Reasoning from the force of the impact that the Amethyst must have been severely damaged, Affleck decided to return to England, but within minutes the carpenter was standing before him with a report that she was taking on ‘torrents’ of water, and that her well was flooded. Those men not already detailed to the pumps were set to baling out the ship by hand, whilst others launched her cannons into the sea and cut away her anchors in an effort to lighten her. Several attempts were made to fother a sail over the leak but these proved to be ineffective, and as it was now apparent that she would not survive the voyage back to England she was put before the south-westerly wind.
Soon the water was swilling up to the gun port sills, and at 7.30 a.m. the carpenter reported that the frigate could only remain afloat for another two hours. Fortunately, there was a skilful pilot on board who was able to use those two hours to steer her through a narrow passage between the Les Casquets reef and the island of Alderney, and at 9.15, he was able to beach her in the surf at high tide in the Bay of Braye.

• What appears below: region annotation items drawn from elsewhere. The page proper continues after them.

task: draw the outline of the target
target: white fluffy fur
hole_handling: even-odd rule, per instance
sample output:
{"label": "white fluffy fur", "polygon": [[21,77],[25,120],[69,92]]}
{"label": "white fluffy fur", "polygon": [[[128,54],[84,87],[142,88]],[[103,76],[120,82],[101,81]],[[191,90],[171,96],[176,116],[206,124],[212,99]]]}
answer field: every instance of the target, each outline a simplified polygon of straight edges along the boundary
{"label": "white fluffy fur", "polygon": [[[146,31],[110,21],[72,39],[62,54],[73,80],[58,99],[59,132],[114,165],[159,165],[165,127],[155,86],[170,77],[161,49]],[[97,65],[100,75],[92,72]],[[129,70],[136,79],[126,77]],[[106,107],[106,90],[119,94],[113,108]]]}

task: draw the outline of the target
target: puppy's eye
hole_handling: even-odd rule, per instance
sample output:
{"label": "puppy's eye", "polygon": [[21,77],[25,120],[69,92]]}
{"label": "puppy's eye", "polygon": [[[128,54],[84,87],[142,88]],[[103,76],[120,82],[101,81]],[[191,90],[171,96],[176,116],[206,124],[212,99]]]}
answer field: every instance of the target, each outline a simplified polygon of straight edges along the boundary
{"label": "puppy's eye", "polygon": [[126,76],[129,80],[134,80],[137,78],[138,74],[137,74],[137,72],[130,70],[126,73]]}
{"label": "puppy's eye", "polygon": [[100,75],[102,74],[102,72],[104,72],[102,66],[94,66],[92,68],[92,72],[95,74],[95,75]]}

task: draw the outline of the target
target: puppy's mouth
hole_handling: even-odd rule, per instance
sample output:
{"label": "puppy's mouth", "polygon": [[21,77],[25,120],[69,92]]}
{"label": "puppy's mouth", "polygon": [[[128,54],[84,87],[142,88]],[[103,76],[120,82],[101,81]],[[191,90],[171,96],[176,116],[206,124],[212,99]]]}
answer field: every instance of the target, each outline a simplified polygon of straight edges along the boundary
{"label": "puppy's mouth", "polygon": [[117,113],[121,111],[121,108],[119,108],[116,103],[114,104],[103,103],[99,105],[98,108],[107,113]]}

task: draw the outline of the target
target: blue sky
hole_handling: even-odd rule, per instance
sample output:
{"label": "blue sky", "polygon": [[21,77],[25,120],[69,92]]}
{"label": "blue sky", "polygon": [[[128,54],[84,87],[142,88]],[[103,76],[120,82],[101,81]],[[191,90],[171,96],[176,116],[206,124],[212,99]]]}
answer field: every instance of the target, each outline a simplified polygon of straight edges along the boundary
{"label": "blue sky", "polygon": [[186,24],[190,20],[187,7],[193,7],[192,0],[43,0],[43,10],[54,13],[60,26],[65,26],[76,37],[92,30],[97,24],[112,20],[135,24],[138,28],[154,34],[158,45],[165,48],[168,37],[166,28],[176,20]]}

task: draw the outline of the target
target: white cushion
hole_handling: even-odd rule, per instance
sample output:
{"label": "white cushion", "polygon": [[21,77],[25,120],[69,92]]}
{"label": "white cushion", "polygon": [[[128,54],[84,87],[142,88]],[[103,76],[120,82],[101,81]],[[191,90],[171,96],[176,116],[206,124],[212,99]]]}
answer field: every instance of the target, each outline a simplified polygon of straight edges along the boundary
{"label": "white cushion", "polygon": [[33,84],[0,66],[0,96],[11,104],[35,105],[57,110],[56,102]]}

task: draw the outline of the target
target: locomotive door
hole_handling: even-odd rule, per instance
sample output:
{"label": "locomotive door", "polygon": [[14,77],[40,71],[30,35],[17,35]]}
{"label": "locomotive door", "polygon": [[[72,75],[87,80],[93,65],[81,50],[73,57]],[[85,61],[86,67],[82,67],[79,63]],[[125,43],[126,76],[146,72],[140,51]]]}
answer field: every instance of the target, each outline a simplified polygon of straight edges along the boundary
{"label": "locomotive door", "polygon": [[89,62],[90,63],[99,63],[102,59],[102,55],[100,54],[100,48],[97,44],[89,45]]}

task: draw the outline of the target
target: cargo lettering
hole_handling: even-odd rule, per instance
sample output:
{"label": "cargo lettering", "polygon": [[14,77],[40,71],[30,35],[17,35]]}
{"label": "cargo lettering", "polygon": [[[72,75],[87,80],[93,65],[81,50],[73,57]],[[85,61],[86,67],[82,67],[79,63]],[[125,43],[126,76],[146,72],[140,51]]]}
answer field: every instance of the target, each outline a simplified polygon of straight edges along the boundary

A sheet anchor was thrown out to hold the frigate fast, but still the sea broke over her, filling her entirely, and so to ease her predicament her masts were cut away. The people on Alderney did all they could to rescue the crew, carrying lines out to her, but unfortunately a local boat which did manage to get under her quarter overset with the loss of two men, although the remaining four were saved by a human chain through the raging surf. Nevertheless, her situation eased as the tide ebbed, the crew were mustered on the quarterdeck, and by 3 p.m. they were able to get ashore with all their possessions. The majority of her stores were also brought off.
Affleck briefly remained on Alderney in the vain hope of getting the Amethyst off, but on 1 January 1796 he arrived at the Admiralty to deliver the news of the loss of his ship. His men remained on Alderney where they revelled in the availability of drink, and apparently as many as eighty-seven had taken the opportunity to desert by 15 February.
On 8 March 1796 aboard the Orion 74 in Portsmouth Harbour, Captain Affleck and his officers and crew faced a court martial into the loss of their frigate. The verdict damned the commanding officer alone, stating that the Amethyst’s loss had been caused by her striking a rock off Guernsey and being holed through his misconduct. His punishment was most severe, being placed at the bottom of the Captain’s List and rendered incapable of ever serving in the Navy again. The officers and men were all absolved of any blame.
As a point of interest, one of the Amethyst’s officers was the surgeon, William Beatty, who was to tend Vice-Admiral Lord Nelson in the last hours of his life at the Battle of Trafalgar in 1805.